Let $\phi$ be a real function which has a derivative on the closed interval $\closedint a b$.

Let $I$ be an open interval which contains the image of $\closedint a b$ under $\phi$.

Let $f$ be a real function which is continuous on $I$.

### Primitive

The primitive of $f$ can be evaluated by:

- $\ds \int \map f x \rd x = \int \map f {\map \phi u} \dfrac \d {\d u} \map \phi u \rd u$

where $x = \map \phi u$.

### Definite Integral

The definite integral of $f$ from $a$ to $b$ can be evaluated by:

- $\displaystyle \int_{\map \phi a}^{\map \phi b} \map f t \rd t = \int_a^b \map f {\map \phi u} \dfrac \d {\d u} \map \phi u \rd u$

where $x = \map \phi u$.

The technique of solving an integral in this manner is called **integration by substitution**.

## Also known as

Because the most usual substitution variable used is $u$, this method is often referred to as **$u$-substitution** in the source works for introductory-level calculus courses.

## Proof Technique

The usefulness of the technique of Integration by Substitution stems from the fact that it may be possible to choose $\phi$ such that $\map f {\map \phi u} \dfrac \d {\d u} \map \phi u$ (despite its seeming complexity in this context) may be easier to integrate.
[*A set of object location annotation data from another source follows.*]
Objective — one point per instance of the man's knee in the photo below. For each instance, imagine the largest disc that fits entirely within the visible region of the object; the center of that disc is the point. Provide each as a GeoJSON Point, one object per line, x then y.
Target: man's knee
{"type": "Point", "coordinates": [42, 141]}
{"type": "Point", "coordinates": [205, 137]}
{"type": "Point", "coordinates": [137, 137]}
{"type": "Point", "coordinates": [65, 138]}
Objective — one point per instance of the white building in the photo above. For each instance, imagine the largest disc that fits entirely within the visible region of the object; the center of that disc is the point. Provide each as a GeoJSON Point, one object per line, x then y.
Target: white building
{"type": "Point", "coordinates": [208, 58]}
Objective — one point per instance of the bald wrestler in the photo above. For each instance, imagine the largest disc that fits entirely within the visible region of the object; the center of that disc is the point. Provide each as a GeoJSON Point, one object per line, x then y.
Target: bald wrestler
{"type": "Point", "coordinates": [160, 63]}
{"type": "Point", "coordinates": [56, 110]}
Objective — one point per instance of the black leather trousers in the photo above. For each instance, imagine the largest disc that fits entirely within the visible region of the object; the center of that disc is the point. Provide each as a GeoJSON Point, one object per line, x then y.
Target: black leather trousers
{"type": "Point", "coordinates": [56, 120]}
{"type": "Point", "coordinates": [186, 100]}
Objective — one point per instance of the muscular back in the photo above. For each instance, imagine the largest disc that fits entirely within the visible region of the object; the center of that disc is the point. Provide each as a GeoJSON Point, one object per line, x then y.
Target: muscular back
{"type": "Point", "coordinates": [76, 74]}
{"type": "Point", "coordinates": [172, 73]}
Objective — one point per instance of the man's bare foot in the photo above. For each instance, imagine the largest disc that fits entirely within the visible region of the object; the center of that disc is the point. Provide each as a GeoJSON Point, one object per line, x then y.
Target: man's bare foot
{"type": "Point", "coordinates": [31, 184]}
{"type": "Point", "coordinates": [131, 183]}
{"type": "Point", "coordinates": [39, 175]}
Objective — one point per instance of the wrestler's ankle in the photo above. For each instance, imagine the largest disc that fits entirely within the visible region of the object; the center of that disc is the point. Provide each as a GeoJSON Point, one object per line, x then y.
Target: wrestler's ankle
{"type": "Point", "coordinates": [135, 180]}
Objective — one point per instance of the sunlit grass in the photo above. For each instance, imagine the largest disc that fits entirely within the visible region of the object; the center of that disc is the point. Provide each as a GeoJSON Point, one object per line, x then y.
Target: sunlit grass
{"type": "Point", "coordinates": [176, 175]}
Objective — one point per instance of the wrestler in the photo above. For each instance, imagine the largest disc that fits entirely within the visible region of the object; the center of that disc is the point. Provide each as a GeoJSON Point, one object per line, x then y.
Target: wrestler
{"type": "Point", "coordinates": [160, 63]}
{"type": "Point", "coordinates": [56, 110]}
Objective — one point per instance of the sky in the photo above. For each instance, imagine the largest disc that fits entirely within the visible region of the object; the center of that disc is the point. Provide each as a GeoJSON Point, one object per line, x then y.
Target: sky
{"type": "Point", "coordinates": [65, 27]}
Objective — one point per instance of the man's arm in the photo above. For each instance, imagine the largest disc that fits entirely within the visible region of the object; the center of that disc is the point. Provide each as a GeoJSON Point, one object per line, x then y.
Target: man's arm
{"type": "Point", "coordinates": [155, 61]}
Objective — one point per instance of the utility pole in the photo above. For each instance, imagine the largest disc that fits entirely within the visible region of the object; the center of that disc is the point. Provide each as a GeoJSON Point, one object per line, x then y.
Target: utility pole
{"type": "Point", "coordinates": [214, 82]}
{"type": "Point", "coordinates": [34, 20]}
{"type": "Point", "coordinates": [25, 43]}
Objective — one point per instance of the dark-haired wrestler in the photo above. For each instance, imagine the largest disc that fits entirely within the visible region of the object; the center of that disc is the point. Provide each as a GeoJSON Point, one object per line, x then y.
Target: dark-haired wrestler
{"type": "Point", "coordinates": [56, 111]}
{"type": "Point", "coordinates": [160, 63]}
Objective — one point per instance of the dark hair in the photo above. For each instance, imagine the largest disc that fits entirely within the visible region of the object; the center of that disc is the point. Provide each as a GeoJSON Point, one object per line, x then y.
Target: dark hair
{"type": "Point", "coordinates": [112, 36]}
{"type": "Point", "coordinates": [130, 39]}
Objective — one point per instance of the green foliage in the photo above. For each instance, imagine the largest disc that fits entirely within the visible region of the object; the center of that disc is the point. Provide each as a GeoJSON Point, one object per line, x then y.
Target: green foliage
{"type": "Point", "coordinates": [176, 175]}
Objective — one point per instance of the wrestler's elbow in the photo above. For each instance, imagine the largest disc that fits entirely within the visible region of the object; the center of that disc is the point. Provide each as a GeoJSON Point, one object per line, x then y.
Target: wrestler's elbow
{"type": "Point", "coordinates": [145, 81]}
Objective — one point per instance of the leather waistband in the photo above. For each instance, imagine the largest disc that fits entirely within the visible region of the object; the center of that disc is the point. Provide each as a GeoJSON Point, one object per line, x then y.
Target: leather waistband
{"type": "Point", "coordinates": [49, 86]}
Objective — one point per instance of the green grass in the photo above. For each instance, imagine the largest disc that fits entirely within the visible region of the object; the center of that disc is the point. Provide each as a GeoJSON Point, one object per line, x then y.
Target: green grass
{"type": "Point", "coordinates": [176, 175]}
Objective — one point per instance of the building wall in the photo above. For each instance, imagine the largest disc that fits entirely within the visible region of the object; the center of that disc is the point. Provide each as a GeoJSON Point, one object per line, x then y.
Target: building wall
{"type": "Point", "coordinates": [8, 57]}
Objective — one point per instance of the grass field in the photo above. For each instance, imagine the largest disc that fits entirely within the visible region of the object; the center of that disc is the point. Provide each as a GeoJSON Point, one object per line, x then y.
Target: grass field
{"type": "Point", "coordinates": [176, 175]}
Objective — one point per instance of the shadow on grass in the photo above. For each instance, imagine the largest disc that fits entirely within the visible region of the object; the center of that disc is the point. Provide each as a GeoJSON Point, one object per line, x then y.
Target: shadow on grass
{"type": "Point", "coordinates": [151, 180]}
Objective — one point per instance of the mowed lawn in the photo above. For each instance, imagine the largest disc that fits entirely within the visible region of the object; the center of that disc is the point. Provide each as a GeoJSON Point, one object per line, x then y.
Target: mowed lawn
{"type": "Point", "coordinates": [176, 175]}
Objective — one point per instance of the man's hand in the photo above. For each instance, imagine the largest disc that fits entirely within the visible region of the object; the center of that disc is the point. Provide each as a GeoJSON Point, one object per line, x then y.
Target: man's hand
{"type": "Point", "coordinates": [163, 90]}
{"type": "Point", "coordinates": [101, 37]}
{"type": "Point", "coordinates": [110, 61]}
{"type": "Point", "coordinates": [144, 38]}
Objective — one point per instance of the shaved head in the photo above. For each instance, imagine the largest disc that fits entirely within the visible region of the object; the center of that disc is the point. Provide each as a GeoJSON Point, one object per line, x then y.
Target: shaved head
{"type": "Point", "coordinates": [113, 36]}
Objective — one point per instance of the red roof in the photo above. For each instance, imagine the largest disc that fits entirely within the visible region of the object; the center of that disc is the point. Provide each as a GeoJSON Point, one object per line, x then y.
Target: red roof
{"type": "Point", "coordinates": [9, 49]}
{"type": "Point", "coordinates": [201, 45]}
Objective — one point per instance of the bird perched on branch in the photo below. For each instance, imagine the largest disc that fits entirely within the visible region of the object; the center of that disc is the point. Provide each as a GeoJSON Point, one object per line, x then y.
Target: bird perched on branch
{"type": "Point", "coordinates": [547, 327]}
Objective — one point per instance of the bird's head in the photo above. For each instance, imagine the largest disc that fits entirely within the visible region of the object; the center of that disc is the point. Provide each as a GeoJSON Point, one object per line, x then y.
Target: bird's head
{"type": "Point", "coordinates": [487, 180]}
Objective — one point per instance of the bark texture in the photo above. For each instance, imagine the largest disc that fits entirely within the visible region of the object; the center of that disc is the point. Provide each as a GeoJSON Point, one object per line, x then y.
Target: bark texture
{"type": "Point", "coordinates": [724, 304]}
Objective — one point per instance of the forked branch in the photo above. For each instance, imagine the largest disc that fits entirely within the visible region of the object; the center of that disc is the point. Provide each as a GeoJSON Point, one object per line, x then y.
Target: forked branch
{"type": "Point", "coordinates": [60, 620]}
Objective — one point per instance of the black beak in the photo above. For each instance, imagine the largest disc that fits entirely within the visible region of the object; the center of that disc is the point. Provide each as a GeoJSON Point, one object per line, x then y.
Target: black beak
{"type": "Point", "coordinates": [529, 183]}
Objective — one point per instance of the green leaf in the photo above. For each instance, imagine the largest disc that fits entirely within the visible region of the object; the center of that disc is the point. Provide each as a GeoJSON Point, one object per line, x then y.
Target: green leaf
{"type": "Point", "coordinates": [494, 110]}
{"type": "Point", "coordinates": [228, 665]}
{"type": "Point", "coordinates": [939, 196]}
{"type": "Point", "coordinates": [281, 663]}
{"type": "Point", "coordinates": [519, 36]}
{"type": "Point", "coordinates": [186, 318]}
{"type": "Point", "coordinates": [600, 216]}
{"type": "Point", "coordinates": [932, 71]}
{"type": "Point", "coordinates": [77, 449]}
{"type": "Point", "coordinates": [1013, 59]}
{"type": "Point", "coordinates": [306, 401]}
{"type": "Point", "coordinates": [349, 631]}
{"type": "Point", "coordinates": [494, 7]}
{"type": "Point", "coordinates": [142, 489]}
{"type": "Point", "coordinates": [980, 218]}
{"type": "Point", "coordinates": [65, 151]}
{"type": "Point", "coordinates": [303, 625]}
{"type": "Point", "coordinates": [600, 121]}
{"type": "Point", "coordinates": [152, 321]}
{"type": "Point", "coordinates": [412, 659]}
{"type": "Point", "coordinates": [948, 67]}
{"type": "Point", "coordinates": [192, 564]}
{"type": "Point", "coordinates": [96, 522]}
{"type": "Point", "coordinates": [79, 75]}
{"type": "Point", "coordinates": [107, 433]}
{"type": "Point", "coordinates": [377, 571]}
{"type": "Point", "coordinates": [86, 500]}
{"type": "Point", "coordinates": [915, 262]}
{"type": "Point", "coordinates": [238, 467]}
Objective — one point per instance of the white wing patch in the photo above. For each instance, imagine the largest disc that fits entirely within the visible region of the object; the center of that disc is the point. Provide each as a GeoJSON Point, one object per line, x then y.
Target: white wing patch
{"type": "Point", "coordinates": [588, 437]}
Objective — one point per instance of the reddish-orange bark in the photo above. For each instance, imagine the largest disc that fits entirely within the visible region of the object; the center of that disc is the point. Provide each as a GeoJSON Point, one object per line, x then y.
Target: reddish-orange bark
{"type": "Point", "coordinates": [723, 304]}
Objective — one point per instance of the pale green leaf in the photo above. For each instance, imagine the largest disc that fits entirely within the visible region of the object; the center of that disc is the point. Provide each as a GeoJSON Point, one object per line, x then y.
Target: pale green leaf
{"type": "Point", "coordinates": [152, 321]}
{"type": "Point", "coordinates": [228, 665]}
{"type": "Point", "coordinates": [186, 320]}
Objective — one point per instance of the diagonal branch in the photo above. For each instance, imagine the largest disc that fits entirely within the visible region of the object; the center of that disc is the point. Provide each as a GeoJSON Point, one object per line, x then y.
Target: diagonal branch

If $\phi$ is a trigonometric function, the use of trigonometric identities to simplify the integrand is called **integration by trigonometric substitution** (or simply **trig substitution**).

Care must be taken to address the domain and image of $\phi$.

This consideration frequently arises when inverse trigonometric functions are involved.